Minęło może pół godziny od tego momentu, a Victoria właśnie skończyła piwo kolegi.

Alkohol pomógł jej się rozluźnić. Zaczęła tańczyć, bawić się razem z przyjaciółmi. Tańczyła z Jamiem, a nawet z Dustinem i Olivią, którzy w końcu się odnaleźli. Nastolatka dobrze się czuła w ich towarzystwie, a oni szybko ją zaakceptowali.

Później Dustin zabrał swoją dziewczynę do domu, a Jamie dyskretnie wspomniał, że Victoria nie powinna z nimi jechać, ponieważ byłoby to... lekkim naruszeniem ich prywatności. Bez nich nastolatka również spędzała świetny czas. Jamie postawił jej piwo, potem kolejne i jeszcze jedno.

Tańczyła z nieznajomymi. Zupełnie nie potrzebowała już swojego przyjaciela. Czasami go zauważała, gdy bawił się z innymi.

Pewnego razu podszedł do Victorii. Objął ją od tyłu w pasie i zaczął nią poruszać w rytm muzyki. Pocałował dziewczynę w szyję. Był delikatny, zupełnie nie taki, jak jakiś czas temu podczas korepetycji z matematyki. Ich ciała przylegały do siebie, ale nawet to nie przeszkadzało Victorii. Po jakimś czasie Jamie złapał ją za rękę i wyprowadził z lokalu.

Wsiedli na tylne siedzenia jego samochodu. Chłopak zbliżył się, przytulił dziewczynę i pocałował ją leciutko w czoło. Alkohol i delikatność nastolatka sprawiły, że nie opierała mu się zbytnio. Pozwoliła się całować i przytulać.

Jednak Jamie pozostał Jamiem.

Gdy dłoń chłopaka znalazła się na jej udzie, dziewczyna stwierdziła, że nie może tego zrobić. Odsunęła się, ale jej kolega nalegał, aby została. Nie chciała. Znowu się bała. Znowu powtarzała się sytuacja sprzed jakiegoś czasu.

Na szczęście tym razem, kiedy Victoria powiedziała zdecydowanie: ,,nie", odpuścił i w końcu pozwolił jej odejść.

Dziewczyna wysiadła z samochodu i stanęła na pustej ulicy. Wciąż słyszała głośną muzykę dochodzącą z klubu. Przycisnęła ręce do ciała, aby chociaż trochę się rozgrzać. Wyciągnęła komórkę i już chciała zadzwonić do taty, aby przyjechał ją odebrać, ale przypomniała sobie, że nie jest w najlepszym stanie. Rodzice nie powinni wiedzieć, że ich jedyna córka tyle wypiła. Przejrzała kontakty w telefonie. Jamie, Dustin i Olivia, oczywiście, odpadali, rodzice również. Dakota pewnie by po nią przyjechała, gdyby istniała taka potrzeba, ale zajęłoby jej to jakieś 4 godziny. Po odrzuceniu większości osób, których numery miała zapisane, została jedna pozycja.

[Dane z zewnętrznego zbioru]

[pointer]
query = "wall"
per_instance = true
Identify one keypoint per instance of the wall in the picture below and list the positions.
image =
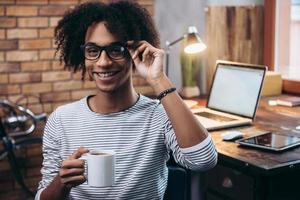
(28, 67)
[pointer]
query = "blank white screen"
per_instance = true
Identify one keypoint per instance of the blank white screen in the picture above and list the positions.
(236, 89)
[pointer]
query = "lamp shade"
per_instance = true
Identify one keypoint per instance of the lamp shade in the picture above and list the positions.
(193, 42)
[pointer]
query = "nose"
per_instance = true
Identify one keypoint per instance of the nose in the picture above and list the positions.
(103, 60)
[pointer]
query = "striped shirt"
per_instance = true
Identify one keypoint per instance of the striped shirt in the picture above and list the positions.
(141, 136)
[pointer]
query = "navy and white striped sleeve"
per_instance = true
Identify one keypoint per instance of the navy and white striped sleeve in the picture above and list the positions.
(51, 146)
(202, 156)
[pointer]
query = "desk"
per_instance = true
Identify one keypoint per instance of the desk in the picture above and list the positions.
(245, 173)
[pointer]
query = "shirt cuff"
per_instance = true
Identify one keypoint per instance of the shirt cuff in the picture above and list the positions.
(197, 147)
(38, 194)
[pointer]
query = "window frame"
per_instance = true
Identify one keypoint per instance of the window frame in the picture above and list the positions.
(288, 86)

Zadzwoniła. Dopiero po kilku sygnałach, gdy już chciała się rozłączyć, usłyszała:

- Halo? - Miał zaspany głos, ale to nie było nic dziwnego, biorąc pod uwagę, iż dochodziła pierwsza w nocy.

- Cześć - przywitała się, zapominając, że powinna się do niego zwracać trochę grzeczniej. Chociaż z drugiej strony, ostatnio sam poprosił, aby poza szkołą pomijała te wszystkie formalności.

- Victoria? - zdziwił się.

- No tak... Słuchaj, Jensen... Nie chciałbyś po mnie przyjechać? - spytała.

- Co się stało? Gdzie jesteś? - Wydawał się bardzo przejęty, a w jego głosie już nie było słychać nawet cienia zmęczenia.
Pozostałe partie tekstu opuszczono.